I decide to anchor the dog, wedging her leash under the cooler. She’s a couple hundred yards away from me as I stalk the sweep of five inch water before the buffers of broken waves trying to stay close to my little guy when a dog my dog barreled the day before appears over the dunes, leashless and sauntering towards our towels. I turn my back to the sea and my children, just managing to arrive in time as my dog bares her teeth and braces to charge.
I’m not sure where the break down occurs—it is usually an accretion of tiny, seemingly innocuous details. That’s how motherhood goes. I call the kids in and suggest they make drip castles on the shore; they fume and criticize my verdict while I fume and criticize our plight in my head, cursing my stupidity to not have stood better ground with my husband when I said I didn’t want to bring the dog on vacation.
Leaving the beach, we have less than two hundred yards to make it to the car. The youngest cries about a plastic truck he found and then lost in the surf. The middle child mocks him relentlessly. I’ve a wetsuit bag, a food cooler, a backpack, four towels, and now the five year old crying, “Carry me, Mom.” There’s a further skirmish over who gets to drag the favored yellow boogie board. To break it up, I order the middle child to take the dog for me. But within seconds, the dog escapes to nuzzle a military couple doing pushups near the outdoor showers. With a mere 100 yards to reach the car, the sun sets, my skirt salty and cold. The dog, when I get her back, pulls so violently on the leash she hacks her own breath short into hoarse coughs and sands the skin off my wrist.
Once my husband gets off work (ten minutes later) and meets us at the car, he doesn’t stand a chance. Neither do I. There’s finger pointing about the dog, retorts about who earns the money and who should take on which responsibility and jabs about the need to get outside help–none of which we can afford (the help or the jabs). I’m saying a particular swear word repeatedly I’ve never said before in front of the kids, though the littlest is still crying about the lost truck so I don’t think anyone hears me, including my husband, but internally I’m tracking where I’m going and I don’t like it.

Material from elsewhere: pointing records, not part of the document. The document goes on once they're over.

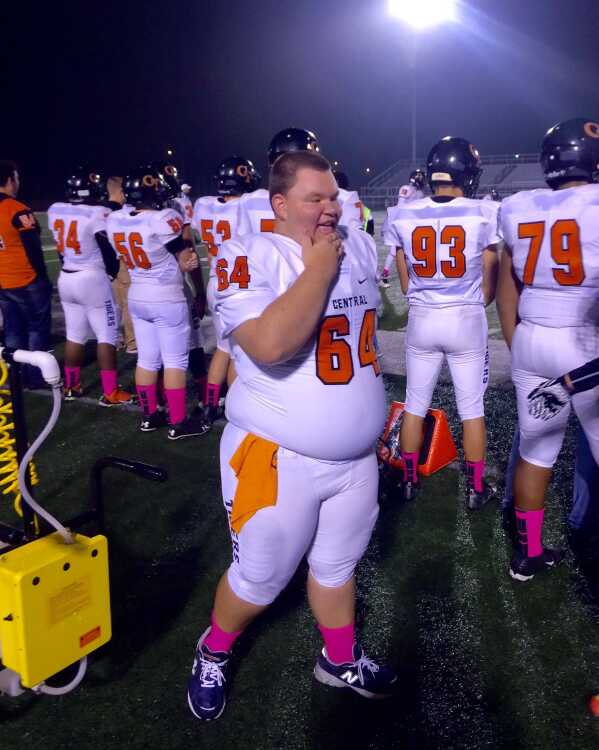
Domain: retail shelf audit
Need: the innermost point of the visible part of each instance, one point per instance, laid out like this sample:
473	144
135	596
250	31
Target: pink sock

We decide to eat. The kids peel out of the car in caustic bursts onto the grass under million dollar homes tucked behind Orange Avenue; I’m in the car alone looking for lip gloss and a dry skirt and underwear, ducking passing car-lights to change, stepping over duffle bags and DVDs and wet dog. Three pieces of pizza and a quart of lemonade later, I’m able to breathe again. Which is the point at which I make the plan to board the dog. Honey, I say, I don’t even take the dog to our beach when I’m alone with the kids, so why would I do it here in a city far from home on a high surf advisory day?
That night the images range across my mind’s eye: the look on my son’s face when he ran out of the waves to me, his breathless admission, “I was kinda in trouble.” The way my body felt when I realized I was too far away from him. The happy curl of the dog’s tail, the pale blue of her eyes, her black rimmed ever grin. Her absurdly big white fur lined ears, baby piggy pink, one with a lazy tip, the left, I think, but I have to guess, because she’s spending the night in Imperial Beach at the kennel. One more thing I could feel guilty about, if I let myself. But I just can’t go there, I’ve been all used up by the kids and chaos of the day. Or so I think.
The images persist, and before I know it, I’m up, sitting on the cold rim of the hotel bathtub, hunched over my journal. Just like before kids. Husband snoring. If I’m quiet enough I can sneak the coffee pot in here and make a cup of tea. I might even get twenty minutes of writing time before someone notices. Shhh…don’t tell anyone, I’m insanely happy: I write, I mother, and so far neither process eclipses the other.